The OCM’s musical tour of the world continues in Austria with the music of genius Wolfgang Amadeus Mozart!
Last week , maestro Boris Brott and assistant conductor Xavier Brossard Ménard in association with the Austrian consul general, welcomed acclaimed Quebecois pianist Jean-Philippe Sylvestre to the stage at Salle Pierre Péladeau to perform a brilliant rendition of Mozart’s Concerto for piano no 23, K. 488 !
The concert was filmed in front of a small live audience with respect to social distancing measures.
Also on the program was : Divertimento in D major , K. 136 – W. A. Mozart (composed at the age of 15), and Symphony in G major, op. 13 – J. B. Chevalier de Saint-Georges (A brilliant and playful piece in two movements for two solo violins performed by concertmaster MarcDjokic 1st violin solo // Alex Lozowski 2nd violin solo.)
Gen’s Delights had the pleasure of speaking with renowned Quebec pianist Jean-Philippe Sylvestre: the laureate of the prestigious Virginia Parker Prize 2008, the highest distinction from the Canada Council for the Arts.
What was your inspiration to pursue a career in music and who or what have been the most important influences on your musical life and career?
From the age of four, seated in front of the family piano, I already fell in love with this instrument and knew that it would define my path in life. There was no doubt, having my fingers run across the keyboard felt just right!
A year later, I would start giving concerts and winning my first competitions, which motivated me even more to persevere.
I come from a family of musicians and I would always hear classical music at home, even while falling asleep at night tucked in my bed. I am convinced that this childhood, surrounded by music, was a continued source of inspiration for me which also directly contributed to ‘training’ my ears.
Of course, I have to give due credit to my parents, family and teachers who always encouraged and pushed me to practice hard and just go for it!
What makes the music of Mozart unique or special to you and how do you bring your own special touch?
To me, the music of Mozart represents the epitome of musical depth and richness. I would have to add the term « magical » in a way that it cannot be explained, but only felt.
Structurally the composer’s work is relatively «simple», however it harbours a tremendous power that few can explain. With Mozart you may find a ‘touch of madness’ (in a good way!) alongside other intense emotions such as «despair». For instance, in the second movement of his 23rd concerto you will find musical passages that express true love and tenderness… All the emotional elements are there.
Mozart’s music is unique and requires a very special sound quality to deliver a proper performance. How I add my personal touch is something that definitely requires a longer discussion in person…with a good glass of wine!
What do you do off stage that provides inspiration on stage?
Personal inspiration requires a long process that is accomplished way before I step on or off stage. It is an everyday, ongoing process that started from the moment I took my first steps, to when I could throw myself in the heart of wild nature: breathing in fresh mountain air, looking out at the horizon over the ocean, hearing the flow of water and really trying to connect completely with the magic of the world.
Seeing my friends, laughing, crying, doing sports, reading, going to museums, admiring painting, playing board and video games, listening to some of my inspirations like Grigory Sokolov, Glenn Gould, Samson François, Cziffra, Lupu also play a huge role in the creative process. Off stage, I mostly enjoy relaxing and doing regular exercise to stay mentally and physically fit.

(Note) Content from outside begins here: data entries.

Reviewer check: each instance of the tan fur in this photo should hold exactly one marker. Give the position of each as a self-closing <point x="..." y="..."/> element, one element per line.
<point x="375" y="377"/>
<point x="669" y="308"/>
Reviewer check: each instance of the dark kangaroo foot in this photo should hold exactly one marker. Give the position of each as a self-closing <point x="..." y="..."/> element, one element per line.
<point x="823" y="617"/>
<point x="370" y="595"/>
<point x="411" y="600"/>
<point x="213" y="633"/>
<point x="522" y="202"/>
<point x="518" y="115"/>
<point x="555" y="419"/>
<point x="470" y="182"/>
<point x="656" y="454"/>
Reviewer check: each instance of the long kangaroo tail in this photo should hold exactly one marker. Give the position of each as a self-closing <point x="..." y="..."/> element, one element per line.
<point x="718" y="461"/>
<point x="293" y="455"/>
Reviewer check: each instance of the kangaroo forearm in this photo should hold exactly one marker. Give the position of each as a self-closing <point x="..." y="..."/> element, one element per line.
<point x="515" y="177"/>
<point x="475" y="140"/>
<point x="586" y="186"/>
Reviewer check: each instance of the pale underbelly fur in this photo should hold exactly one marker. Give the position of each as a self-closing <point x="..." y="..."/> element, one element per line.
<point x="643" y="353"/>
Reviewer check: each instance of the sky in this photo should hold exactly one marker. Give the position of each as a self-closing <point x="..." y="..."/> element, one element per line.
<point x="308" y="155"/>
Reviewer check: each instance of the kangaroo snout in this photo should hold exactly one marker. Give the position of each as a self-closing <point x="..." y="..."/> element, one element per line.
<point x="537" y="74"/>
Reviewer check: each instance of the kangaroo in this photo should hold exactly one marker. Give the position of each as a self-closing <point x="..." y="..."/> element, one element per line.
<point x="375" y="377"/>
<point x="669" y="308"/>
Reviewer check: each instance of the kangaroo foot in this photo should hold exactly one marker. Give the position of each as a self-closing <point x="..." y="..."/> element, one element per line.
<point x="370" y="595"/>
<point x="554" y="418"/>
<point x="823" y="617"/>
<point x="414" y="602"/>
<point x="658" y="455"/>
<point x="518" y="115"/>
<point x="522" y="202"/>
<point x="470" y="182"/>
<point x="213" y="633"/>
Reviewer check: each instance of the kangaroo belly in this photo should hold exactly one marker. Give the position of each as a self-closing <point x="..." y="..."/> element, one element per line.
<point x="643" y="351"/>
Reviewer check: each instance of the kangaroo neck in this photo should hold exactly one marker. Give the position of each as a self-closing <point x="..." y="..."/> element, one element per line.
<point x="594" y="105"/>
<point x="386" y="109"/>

As a musician, what is your definition of success?
I think that the definition of success greatly varies among individuals. One could be completely happy and satisfied staying at home and raising a family, while another could still feel unsatisfied even after winning a gold medal at the Olympic games.
My life goal is to transmit energy and emotions to my public and whisk them away to another plane of existence. Making a comfortable living while giving concerts, combined with a public that tells me that they were completely moved by my performances, is already an excellent start for what I call personal success!
What do you feel needs to be done to grow classical music audiences / listeners especially during a pandemic?
I believe that immersive digital platforms that extend the life of live concerts through live recordings and rebroadcasts such as the «Concert Bleu», platform initiated from my friend and colleague Marc Boucher, will help highlight and spread classical music to a larger audience.
It is equally important to continue filming and selling more livestreamed concerts online to make classical music available to viewers at home.